Flood lives less than a block away and has lived in the neighborhood for 15 years. He said some neighbors will have a hard time losing the quirky buildings now on the property. They are a distinctive element of the street and one is even on the home page of the Madrona community Web site.
He said he has been going door to door with the renderings, telling people what he thinks the new development could bring to the neighborhood and attending community meetings to talk about his plans.
“It’s the icon of the neighborhood,” Flood said. “(But) the buildings literally are returning to the earth. It’s in bad shape.”
The project is still in early design, but project architect Brian Gerich said a major goal is salvaging as much as possible from the original buildings and reusing those materials in the new one.
Large double-height windows will bring in a lot of daylight. A vertical screen of climbing plants on the west and south sides, facing the courtyard, will prevent excessive heat gain.
Gerich said he was drawn to the contemporary aesthetic of the building.
“I think it creates a very nice streetscape with the bay windows,” Gerich said. “I think it fits the site really well.”
Gerich said the biggest challenge has been getting in all the natural systems Flood envisions on a pretty tight budget. He said money has been saved by working early on with Shilshole’s general contractor, Albert Gatlin.
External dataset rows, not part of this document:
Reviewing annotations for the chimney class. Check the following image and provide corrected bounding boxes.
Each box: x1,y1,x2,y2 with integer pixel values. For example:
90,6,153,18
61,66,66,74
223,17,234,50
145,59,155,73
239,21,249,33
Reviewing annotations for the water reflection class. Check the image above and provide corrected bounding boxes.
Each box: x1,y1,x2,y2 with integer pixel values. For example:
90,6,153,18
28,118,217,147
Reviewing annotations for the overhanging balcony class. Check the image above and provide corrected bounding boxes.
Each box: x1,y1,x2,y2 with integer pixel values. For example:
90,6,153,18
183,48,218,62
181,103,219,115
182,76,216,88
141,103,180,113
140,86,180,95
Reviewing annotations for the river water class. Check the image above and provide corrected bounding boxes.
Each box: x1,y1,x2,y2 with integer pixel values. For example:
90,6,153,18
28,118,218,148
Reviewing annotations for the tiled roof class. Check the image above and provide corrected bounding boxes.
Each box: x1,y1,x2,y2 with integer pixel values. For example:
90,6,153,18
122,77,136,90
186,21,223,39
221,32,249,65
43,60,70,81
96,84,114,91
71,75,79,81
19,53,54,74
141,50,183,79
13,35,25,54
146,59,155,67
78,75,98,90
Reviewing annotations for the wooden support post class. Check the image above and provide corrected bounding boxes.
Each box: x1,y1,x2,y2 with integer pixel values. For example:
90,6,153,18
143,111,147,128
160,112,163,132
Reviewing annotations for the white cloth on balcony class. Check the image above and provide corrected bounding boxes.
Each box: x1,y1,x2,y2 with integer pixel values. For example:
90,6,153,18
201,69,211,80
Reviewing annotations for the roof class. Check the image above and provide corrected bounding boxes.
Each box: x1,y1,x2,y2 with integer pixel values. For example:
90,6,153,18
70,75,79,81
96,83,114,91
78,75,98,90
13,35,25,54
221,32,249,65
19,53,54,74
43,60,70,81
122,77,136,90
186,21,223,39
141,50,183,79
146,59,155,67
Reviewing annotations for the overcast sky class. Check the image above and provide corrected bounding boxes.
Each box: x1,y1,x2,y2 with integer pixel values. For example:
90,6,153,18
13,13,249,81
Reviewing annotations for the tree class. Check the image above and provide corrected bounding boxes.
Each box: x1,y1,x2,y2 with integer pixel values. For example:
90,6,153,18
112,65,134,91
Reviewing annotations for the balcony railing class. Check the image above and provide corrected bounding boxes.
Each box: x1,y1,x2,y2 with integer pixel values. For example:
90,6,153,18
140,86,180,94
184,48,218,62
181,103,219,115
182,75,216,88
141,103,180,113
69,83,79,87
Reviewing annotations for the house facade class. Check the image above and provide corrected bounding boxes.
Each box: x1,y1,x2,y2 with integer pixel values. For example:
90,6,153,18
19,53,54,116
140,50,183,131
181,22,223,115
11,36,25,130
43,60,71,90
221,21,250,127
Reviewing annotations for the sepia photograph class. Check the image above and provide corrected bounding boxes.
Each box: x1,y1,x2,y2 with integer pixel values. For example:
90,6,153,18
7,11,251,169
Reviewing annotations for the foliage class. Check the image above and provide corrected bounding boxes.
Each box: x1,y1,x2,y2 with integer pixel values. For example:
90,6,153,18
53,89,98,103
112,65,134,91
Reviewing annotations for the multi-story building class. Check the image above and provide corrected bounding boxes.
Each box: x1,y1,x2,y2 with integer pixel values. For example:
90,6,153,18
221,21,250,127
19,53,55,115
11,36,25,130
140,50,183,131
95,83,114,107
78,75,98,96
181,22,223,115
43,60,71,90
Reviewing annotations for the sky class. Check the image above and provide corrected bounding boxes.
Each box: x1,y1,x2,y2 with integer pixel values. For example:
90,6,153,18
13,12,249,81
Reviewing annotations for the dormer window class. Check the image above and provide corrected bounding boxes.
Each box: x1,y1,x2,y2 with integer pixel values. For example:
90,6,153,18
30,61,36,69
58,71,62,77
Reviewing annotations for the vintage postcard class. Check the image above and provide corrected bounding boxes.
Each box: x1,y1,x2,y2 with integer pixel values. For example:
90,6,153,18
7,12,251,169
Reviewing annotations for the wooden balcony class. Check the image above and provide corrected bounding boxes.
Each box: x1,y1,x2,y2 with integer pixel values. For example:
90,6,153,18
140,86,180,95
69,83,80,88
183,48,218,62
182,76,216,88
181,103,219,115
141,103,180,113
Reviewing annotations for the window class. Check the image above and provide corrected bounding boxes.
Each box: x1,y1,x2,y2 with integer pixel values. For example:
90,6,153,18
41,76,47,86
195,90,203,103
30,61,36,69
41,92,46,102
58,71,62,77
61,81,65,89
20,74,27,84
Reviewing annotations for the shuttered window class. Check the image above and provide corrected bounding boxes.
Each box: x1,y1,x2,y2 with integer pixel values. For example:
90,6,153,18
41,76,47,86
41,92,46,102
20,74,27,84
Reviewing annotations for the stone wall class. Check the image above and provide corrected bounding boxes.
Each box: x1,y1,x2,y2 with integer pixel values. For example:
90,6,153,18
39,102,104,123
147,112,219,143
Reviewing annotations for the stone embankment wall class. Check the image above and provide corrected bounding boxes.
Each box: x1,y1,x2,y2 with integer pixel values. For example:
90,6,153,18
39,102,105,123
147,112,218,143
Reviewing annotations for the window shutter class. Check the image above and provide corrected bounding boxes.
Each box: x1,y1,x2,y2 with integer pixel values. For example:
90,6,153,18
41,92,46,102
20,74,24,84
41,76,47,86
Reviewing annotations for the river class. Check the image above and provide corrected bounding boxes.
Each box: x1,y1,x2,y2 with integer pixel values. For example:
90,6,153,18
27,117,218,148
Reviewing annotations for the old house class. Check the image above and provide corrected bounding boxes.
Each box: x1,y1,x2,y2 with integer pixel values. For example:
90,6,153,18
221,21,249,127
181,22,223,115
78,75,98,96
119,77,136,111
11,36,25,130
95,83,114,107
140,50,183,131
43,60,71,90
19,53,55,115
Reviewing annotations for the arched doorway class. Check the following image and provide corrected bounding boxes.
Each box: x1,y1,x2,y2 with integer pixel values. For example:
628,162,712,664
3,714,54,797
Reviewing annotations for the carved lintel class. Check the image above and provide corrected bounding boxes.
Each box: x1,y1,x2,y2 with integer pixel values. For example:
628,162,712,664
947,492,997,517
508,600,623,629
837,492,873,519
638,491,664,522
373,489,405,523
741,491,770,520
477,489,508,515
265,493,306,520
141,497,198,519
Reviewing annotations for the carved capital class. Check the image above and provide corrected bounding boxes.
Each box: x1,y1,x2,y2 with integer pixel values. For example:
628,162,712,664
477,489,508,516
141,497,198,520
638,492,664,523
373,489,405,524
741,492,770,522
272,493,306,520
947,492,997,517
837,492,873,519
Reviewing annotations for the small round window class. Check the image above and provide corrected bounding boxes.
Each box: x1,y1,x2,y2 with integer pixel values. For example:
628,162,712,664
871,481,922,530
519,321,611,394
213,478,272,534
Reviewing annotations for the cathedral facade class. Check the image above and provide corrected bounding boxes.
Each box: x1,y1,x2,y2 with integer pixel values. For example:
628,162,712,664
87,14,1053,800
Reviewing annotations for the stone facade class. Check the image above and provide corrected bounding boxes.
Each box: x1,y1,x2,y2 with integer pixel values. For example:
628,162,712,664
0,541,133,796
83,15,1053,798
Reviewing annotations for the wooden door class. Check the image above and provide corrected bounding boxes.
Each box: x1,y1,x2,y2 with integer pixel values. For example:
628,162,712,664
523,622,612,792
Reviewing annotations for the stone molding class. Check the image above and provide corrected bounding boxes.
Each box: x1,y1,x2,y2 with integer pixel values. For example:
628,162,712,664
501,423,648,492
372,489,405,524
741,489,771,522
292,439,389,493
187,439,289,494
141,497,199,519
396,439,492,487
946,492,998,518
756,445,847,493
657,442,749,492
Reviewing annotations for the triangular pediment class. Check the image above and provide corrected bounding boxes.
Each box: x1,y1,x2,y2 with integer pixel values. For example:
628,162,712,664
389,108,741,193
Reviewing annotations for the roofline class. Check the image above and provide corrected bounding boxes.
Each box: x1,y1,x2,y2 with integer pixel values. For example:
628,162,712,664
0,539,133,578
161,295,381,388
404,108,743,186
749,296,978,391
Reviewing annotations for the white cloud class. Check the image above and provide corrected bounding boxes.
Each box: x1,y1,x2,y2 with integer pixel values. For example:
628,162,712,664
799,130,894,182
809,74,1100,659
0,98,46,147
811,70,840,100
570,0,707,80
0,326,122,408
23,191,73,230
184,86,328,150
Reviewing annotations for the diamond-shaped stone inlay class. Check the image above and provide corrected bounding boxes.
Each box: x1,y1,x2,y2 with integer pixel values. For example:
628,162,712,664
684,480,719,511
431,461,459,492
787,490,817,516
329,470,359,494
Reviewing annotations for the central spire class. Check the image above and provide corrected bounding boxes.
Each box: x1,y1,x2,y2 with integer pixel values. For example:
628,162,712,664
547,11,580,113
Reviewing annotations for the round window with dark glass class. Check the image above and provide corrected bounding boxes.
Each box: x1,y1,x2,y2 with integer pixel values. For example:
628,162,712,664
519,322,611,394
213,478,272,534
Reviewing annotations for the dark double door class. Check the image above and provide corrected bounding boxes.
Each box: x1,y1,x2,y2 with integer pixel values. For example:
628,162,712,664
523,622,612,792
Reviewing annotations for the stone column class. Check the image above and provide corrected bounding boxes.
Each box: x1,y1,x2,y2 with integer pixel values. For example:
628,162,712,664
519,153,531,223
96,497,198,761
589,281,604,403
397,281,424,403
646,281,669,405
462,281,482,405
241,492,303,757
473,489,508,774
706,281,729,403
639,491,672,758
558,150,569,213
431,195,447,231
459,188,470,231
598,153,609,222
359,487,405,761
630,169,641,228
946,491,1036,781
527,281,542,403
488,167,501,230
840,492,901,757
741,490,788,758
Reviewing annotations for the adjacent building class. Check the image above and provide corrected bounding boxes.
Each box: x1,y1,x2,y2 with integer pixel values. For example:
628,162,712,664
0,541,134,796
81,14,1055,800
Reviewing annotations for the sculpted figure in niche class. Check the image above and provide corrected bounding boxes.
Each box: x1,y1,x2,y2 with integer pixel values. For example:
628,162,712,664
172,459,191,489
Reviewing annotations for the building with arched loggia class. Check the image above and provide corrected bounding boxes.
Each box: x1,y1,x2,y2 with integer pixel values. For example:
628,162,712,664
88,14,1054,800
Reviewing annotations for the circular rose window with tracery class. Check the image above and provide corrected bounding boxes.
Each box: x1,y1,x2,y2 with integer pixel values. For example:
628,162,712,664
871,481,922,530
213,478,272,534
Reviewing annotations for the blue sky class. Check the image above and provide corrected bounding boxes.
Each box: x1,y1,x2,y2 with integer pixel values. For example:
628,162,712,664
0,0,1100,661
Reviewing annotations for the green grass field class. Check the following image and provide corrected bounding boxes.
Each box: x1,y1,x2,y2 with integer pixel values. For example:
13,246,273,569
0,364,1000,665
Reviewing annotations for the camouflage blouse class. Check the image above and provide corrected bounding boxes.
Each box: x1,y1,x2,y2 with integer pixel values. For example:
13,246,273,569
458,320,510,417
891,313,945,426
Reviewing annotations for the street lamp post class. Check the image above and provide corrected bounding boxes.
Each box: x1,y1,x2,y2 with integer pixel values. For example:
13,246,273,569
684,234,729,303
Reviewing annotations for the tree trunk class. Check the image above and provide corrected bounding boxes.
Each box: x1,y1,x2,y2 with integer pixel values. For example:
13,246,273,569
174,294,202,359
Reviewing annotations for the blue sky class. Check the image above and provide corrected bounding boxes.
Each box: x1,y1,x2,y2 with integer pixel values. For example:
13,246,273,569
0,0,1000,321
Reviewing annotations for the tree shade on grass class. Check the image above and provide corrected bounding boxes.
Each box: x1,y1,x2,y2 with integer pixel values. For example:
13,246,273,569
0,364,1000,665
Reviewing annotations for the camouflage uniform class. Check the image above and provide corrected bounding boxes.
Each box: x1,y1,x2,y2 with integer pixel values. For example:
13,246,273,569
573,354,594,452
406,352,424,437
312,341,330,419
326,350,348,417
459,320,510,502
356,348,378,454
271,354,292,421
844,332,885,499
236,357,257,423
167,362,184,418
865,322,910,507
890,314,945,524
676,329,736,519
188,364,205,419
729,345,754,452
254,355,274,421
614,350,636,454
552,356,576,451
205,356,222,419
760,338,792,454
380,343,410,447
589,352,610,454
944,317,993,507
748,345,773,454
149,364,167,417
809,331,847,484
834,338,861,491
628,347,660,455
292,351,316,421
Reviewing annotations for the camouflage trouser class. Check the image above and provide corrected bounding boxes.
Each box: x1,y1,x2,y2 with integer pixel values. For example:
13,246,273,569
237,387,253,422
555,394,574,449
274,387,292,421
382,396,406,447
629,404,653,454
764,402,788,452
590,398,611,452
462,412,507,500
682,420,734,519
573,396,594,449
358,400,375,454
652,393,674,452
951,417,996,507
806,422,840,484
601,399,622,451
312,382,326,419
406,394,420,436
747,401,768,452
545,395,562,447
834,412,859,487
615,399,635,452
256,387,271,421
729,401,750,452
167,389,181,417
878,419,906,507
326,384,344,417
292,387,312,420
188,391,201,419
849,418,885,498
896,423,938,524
Structural engineer is Peter Opsahl Engineering and green systems consultant is Mike Broli with Living Systems Design.
The project is expected to cost about $3 million, with $2.3 million of that for construction.
Flood said he realized his limited liability company wouldn’t be able to get financing so he spent two years looking for a developer to work with him in a joint venture. A mutual friend introduced him to Mike Yukevich from Shilshole, and Flood was finally able to move forward.
“He wanted to get into more green building and I wanted a developer who would let me do what I want to do,” Flood said.
Yukevich said Shilshole was impressed with the plans. Shilshole typically works on smaller multifamily developments, so Flood’s idea fit its model. They were also impressed with the location and the environmental aspects of the project, Yukevich said.
“This seemed like a unique project that would sell even in bad times,” Yukevich said. “People like to live where they work and you can’t get much closer than living next to where you work.”
They expect to sell the units in the high $700,000s, Yukevich said, though that will depend on market conditions. Yukevich said they hope to start construction early next year.
The joint venture will sell three of the units and split the proceeds. Shilshole will keep one and Flood will keep the remaining three. Yukevich said Shilshole will likely rent out its unit. Flood plans to move into two of the units with Diane and their kids, aged 10 and 13. He will probably rent out his remaining unit.
“The model is very old… It’s live above where you work,” Flood said. “It’s a centuries-old model that is now returning to vogue, and these green things are returning to vogue, too.”